The recent explosion in popularity of OpenClaw has helped Cloudflare concretize the narrative that "Agentic Internet workflows equal demand for a new generation of infrastructure." Cloudflare itself has begun a new narrative, directly referencing the phenomenon of "people frantically buying Mac minis to run Moltbot/OpenClaw" and introducing Moltworker to facilitate easy deployment on its developer platform. If an individual aims to deploy "cloud-based agentic AI workflows" using open-source OpenClaw—especially for public internet, multi-user, multi-channel access—and chooses the lower-barrier, highly efficient deployment path via Cloudflare's Moltworker, the key pipeline would deeply utilize various Cloudflare platform components: using a Worker for API routing and proxying at the entry point, running the OpenClaw gateway and integrations in a Sandbox container, utilizing R2 for persistent storage, and securing the management interface and APIs with Cloudflare Access/Zero Trust. Simultaneously, AI Gateway would provide unified access to model providers like Anthropic, offering key management, usage/cost observability, while Browser Rendering productizes "browser automation needed by agents" into a callable edge capability. These Cloudflare-focused components essentially address the fundamental底层 needs of an "agent system": an orchestrated compute entry point, an isolated execution environment, reliable storage, a stable proxy layer for external models and tools, and security with auditing.

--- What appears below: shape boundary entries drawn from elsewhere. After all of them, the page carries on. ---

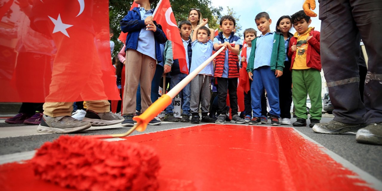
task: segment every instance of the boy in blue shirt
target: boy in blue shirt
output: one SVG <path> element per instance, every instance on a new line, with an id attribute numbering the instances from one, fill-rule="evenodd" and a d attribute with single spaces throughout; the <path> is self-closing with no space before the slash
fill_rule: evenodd
<path id="1" fill-rule="evenodd" d="M 191 23 L 188 21 L 183 21 L 179 24 L 179 31 L 180 32 L 180 36 L 182 37 L 182 41 L 183 42 L 183 45 L 186 50 L 186 60 L 187 63 L 187 69 L 189 71 L 192 55 L 191 39 L 189 38 L 190 34 L 191 34 L 192 30 Z M 170 43 L 168 47 L 171 47 L 171 42 L 170 41 L 167 41 L 168 43 L 169 42 Z M 172 51 L 172 48 L 171 49 L 171 50 L 168 50 L 167 51 Z M 187 74 L 180 72 L 179 63 L 177 59 L 173 61 L 170 74 L 171 75 L 171 81 L 170 83 L 170 89 L 174 87 L 175 85 L 187 76 Z M 183 103 L 182 104 L 182 110 L 183 111 L 182 118 L 180 120 L 180 122 L 189 122 L 190 120 L 190 116 L 191 115 L 190 113 L 190 84 L 189 83 L 180 92 Z M 171 104 L 166 108 L 166 116 L 165 117 L 165 121 L 178 122 L 178 118 L 174 116 L 174 112 L 172 110 L 174 109 L 173 102 L 173 102 L 171 102 Z"/>
<path id="2" fill-rule="evenodd" d="M 193 36 L 192 62 L 190 73 L 208 59 L 212 53 L 213 44 L 210 36 L 214 37 L 210 29 L 205 26 L 197 27 Z M 210 62 L 191 81 L 191 100 L 190 107 L 192 117 L 191 123 L 199 123 L 199 102 L 202 110 L 202 121 L 215 122 L 208 116 L 208 107 L 211 99 L 211 78 L 214 71 L 214 65 Z"/>
<path id="3" fill-rule="evenodd" d="M 214 76 L 217 80 L 218 114 L 216 123 L 225 123 L 227 93 L 230 94 L 230 103 L 232 109 L 231 123 L 243 124 L 245 121 L 238 115 L 238 96 L 236 90 L 238 78 L 240 76 L 238 55 L 243 46 L 240 38 L 233 32 L 236 22 L 233 17 L 226 15 L 220 19 L 219 28 L 222 32 L 214 39 L 214 49 L 227 48 L 215 58 Z"/>
<path id="4" fill-rule="evenodd" d="M 269 26 L 272 21 L 267 13 L 258 14 L 255 21 L 262 34 L 252 41 L 252 50 L 247 66 L 249 79 L 253 80 L 251 94 L 253 118 L 249 124 L 261 124 L 261 96 L 265 88 L 271 108 L 271 125 L 278 126 L 280 125 L 280 107 L 278 78 L 282 75 L 284 68 L 284 37 L 279 32 L 270 31 Z"/>
<path id="5" fill-rule="evenodd" d="M 150 5 L 154 0 L 135 0 L 141 5 L 128 12 L 121 21 L 121 29 L 129 32 L 126 39 L 126 79 L 123 92 L 122 114 L 125 121 L 122 126 L 133 126 L 135 113 L 136 91 L 141 86 L 142 112 L 152 104 L 151 98 L 151 81 L 155 73 L 157 62 L 163 61 L 160 45 L 167 39 L 160 25 L 152 16 L 154 10 Z M 147 29 L 147 30 L 146 30 Z M 155 118 L 149 125 L 160 124 Z"/>

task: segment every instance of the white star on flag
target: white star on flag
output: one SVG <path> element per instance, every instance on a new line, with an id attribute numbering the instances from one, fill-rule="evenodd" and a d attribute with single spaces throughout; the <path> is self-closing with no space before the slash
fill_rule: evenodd
<path id="1" fill-rule="evenodd" d="M 69 38 L 70 37 L 69 36 L 69 35 L 68 34 L 68 32 L 66 32 L 66 29 L 73 25 L 63 23 L 62 21 L 61 21 L 61 17 L 60 16 L 59 14 L 58 14 L 58 17 L 57 18 L 57 20 L 49 16 L 48 16 L 48 17 L 49 17 L 49 18 L 50 19 L 50 20 L 54 24 L 54 29 L 53 29 L 53 32 L 52 33 L 61 32 L 66 36 Z"/>

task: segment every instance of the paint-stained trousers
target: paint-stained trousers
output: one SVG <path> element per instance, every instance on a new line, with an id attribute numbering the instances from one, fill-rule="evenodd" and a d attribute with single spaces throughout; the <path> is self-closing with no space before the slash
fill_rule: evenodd
<path id="1" fill-rule="evenodd" d="M 352 124 L 382 121 L 382 1 L 319 2 L 321 63 L 334 119 Z M 369 57 L 364 105 L 356 62 L 360 38 Z"/>

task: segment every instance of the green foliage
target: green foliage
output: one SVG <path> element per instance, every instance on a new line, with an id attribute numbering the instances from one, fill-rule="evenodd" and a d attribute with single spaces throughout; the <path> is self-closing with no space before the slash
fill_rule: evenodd
<path id="1" fill-rule="evenodd" d="M 109 0 L 110 25 L 114 34 L 114 36 L 112 38 L 112 40 L 115 43 L 113 56 L 118 53 L 123 45 L 117 40 L 121 33 L 120 21 L 127 14 L 133 2 L 133 0 Z M 155 8 L 159 0 L 154 0 L 151 5 L 151 8 Z M 220 12 L 223 11 L 223 8 L 221 6 L 217 8 L 213 7 L 211 5 L 210 0 L 170 0 L 170 3 L 171 3 L 173 11 L 177 22 L 187 20 L 190 9 L 197 8 L 200 9 L 203 18 L 208 19 L 208 24 L 210 28 L 214 29 L 219 28 L 219 22 L 217 21 L 222 16 Z"/>

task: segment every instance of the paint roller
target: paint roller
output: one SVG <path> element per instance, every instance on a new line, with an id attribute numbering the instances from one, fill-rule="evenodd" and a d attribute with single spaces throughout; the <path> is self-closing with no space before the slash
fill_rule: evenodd
<path id="1" fill-rule="evenodd" d="M 125 133 L 62 136 L 38 149 L 31 162 L 38 178 L 79 190 L 155 190 L 160 169 L 159 157 L 149 147 L 128 141 L 100 141 L 144 131 L 149 122 L 225 49 L 222 47 L 142 115 Z"/>

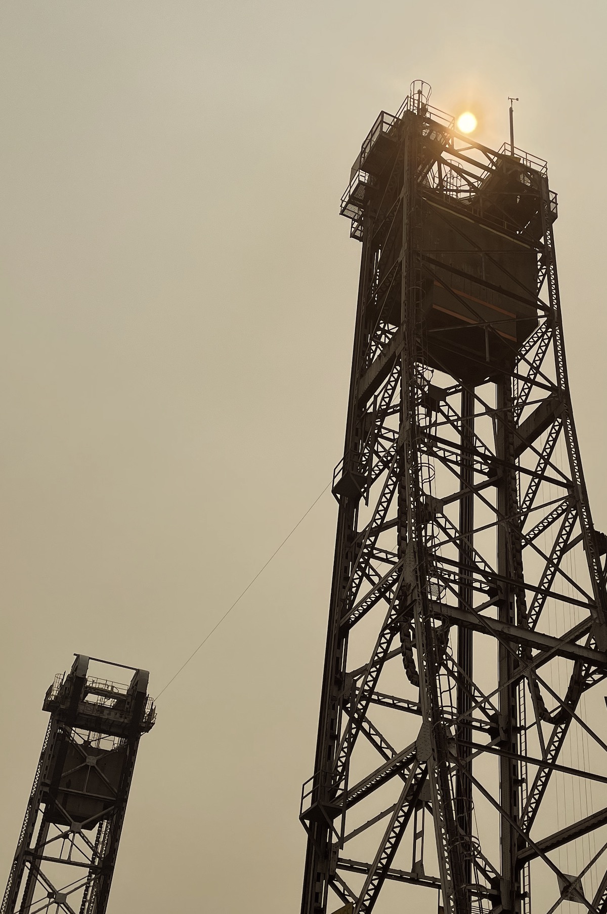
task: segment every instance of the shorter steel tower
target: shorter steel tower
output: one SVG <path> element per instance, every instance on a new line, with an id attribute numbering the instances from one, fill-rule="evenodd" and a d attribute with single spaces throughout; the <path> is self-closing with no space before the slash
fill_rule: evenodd
<path id="1" fill-rule="evenodd" d="M 146 670 L 123 667 L 134 675 L 121 686 L 92 676 L 89 660 L 76 654 L 45 696 L 50 721 L 1 914 L 106 910 L 137 748 L 155 710 Z"/>

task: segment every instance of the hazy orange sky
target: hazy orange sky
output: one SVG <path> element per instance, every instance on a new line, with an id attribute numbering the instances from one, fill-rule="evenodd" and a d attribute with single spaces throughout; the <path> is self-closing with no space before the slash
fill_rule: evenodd
<path id="1" fill-rule="evenodd" d="M 607 528 L 607 7 L 0 5 L 4 889 L 53 675 L 168 679 L 340 457 L 360 246 L 340 196 L 412 80 L 548 158 L 576 420 Z M 327 493 L 141 741 L 110 914 L 298 909 Z"/>

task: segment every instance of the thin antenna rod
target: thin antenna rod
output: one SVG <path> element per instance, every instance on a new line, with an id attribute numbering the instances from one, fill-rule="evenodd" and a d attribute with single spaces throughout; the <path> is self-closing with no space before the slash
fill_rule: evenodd
<path id="1" fill-rule="evenodd" d="M 518 99 L 508 95 L 508 100 L 510 102 L 510 155 L 514 155 L 514 108 L 512 106 Z"/>

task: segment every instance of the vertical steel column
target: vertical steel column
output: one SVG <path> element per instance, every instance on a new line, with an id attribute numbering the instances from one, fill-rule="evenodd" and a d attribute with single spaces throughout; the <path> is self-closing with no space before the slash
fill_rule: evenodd
<path id="1" fill-rule="evenodd" d="M 496 385 L 496 455 L 497 457 L 497 574 L 503 581 L 498 601 L 497 617 L 500 622 L 514 625 L 515 593 L 509 581 L 516 578 L 513 561 L 511 523 L 517 517 L 517 488 L 514 469 L 514 426 L 512 410 L 512 381 L 504 376 Z M 518 686 L 512 682 L 516 657 L 508 643 L 500 642 L 497 647 L 497 670 L 499 688 L 499 742 L 508 752 L 518 752 Z M 516 856 L 518 833 L 511 821 L 518 821 L 518 763 L 512 758 L 502 756 L 499 760 L 499 796 L 504 813 L 501 814 L 501 880 L 500 893 L 504 911 L 516 911 L 519 903 L 517 883 Z"/>
<path id="2" fill-rule="evenodd" d="M 361 351 L 365 336 L 364 303 L 372 264 L 370 262 L 370 235 L 372 223 L 365 228 L 362 257 L 359 278 L 359 294 L 354 330 L 354 350 L 350 382 L 350 399 L 343 451 L 343 469 L 347 470 L 353 454 L 361 449 L 361 410 L 357 402 Z M 341 625 L 343 597 L 352 566 L 352 543 L 356 531 L 359 497 L 344 494 L 340 498 L 337 533 L 335 537 L 335 560 L 327 629 L 325 670 L 320 693 L 320 711 L 314 768 L 314 815 L 307 825 L 308 844 L 306 867 L 301 898 L 301 914 L 324 914 L 327 909 L 330 861 L 331 847 L 331 823 L 338 811 L 332 806 L 340 787 L 332 776 L 335 749 L 339 741 L 343 707 L 345 680 L 347 629 Z"/>

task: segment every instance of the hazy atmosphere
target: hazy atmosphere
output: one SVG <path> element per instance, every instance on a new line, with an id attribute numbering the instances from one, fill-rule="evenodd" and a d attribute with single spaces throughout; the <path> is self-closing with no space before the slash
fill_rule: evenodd
<path id="1" fill-rule="evenodd" d="M 599 3 L 0 5 L 3 827 L 54 675 L 157 696 L 341 456 L 360 245 L 339 202 L 413 79 L 548 159 L 576 422 L 607 529 Z M 298 910 L 336 503 L 158 701 L 110 914 Z"/>

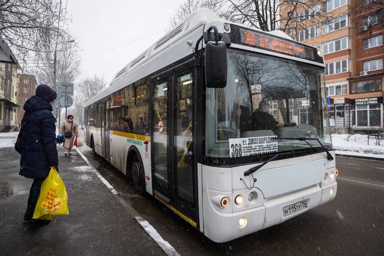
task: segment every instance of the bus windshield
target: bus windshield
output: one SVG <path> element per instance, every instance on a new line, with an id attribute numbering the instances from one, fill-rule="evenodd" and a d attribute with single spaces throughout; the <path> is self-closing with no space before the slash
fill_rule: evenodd
<path id="1" fill-rule="evenodd" d="M 291 140 L 303 137 L 332 149 L 323 69 L 254 53 L 227 54 L 227 86 L 206 89 L 206 157 L 248 162 L 254 155 L 324 151 L 316 140 Z"/>

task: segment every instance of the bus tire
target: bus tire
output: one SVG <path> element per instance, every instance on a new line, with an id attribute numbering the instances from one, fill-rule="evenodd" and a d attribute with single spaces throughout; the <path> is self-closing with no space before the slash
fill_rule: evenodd
<path id="1" fill-rule="evenodd" d="M 145 177 L 144 166 L 141 158 L 137 154 L 133 155 L 131 161 L 130 176 L 135 190 L 139 194 L 144 196 L 146 191 L 145 189 Z"/>

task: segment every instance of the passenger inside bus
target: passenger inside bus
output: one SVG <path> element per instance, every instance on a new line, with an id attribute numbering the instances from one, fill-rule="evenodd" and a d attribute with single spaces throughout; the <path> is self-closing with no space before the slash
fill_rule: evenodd
<path id="1" fill-rule="evenodd" d="M 276 121 L 273 116 L 269 113 L 269 105 L 265 101 L 259 103 L 258 109 L 252 114 L 252 130 L 272 130 L 275 131 L 284 125 Z M 241 121 L 240 121 L 241 123 Z"/>
<path id="2" fill-rule="evenodd" d="M 131 132 L 128 123 L 124 121 L 124 118 L 122 116 L 119 117 L 119 121 L 113 124 L 113 130 L 124 133 Z"/>

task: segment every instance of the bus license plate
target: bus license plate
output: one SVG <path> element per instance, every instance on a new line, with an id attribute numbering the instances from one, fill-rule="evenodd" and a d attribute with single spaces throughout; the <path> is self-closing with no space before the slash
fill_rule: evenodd
<path id="1" fill-rule="evenodd" d="M 309 199 L 306 199 L 301 202 L 285 206 L 283 208 L 283 212 L 284 213 L 284 216 L 308 208 L 308 202 L 309 201 Z"/>

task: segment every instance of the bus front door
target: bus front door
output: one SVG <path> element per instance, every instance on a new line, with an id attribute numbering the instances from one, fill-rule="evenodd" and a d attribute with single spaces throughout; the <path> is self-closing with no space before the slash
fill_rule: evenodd
<path id="1" fill-rule="evenodd" d="M 152 84 L 152 144 L 155 196 L 195 227 L 193 75 L 188 69 Z"/>

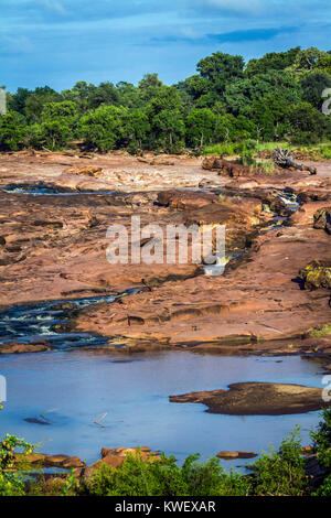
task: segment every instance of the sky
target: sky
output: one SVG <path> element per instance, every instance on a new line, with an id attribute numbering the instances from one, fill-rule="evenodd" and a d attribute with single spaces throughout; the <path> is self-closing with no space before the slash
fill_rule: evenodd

However, as the OpenClaw open-source community leans towards a "local-first" philosophy for deploying agentic AI workflows—emphasizing local gateway control plane, unified entry for sessions/tools/events, multi-channel inboxes, and multi-agent routing—it means the workflows can run on personal hardware or self-built servers without requiring Cloudflare. Therefore, "locally deploying OpenClaw" has significantly less dependency on Cloudflare subscriptions, as users can handle domain management, reverse proxying, authentication, and persistence through other means. That said, "local deployment" does not equate to "completely不需要 Cloudflare." When needing to securely expose local agents for remote use by oneself or a team, or when desiring a unified layer for cost and reliability governance of model calls, Cloudflare can remain a high-ROI option—for instance, using AI Gateway as a unified proxy, logging, and fallback layer for multiple models, avoiding scattering provider API keys; using Zero Trust/Access to add enterprise-grade access control and observability to management interfaces and APIs; and combining object storage/edge entry points to externalize "agent memory and assets" more stably. However, these are considered "enhancements/engineering reinforcements," not prerequisites for running OpenClaw locally.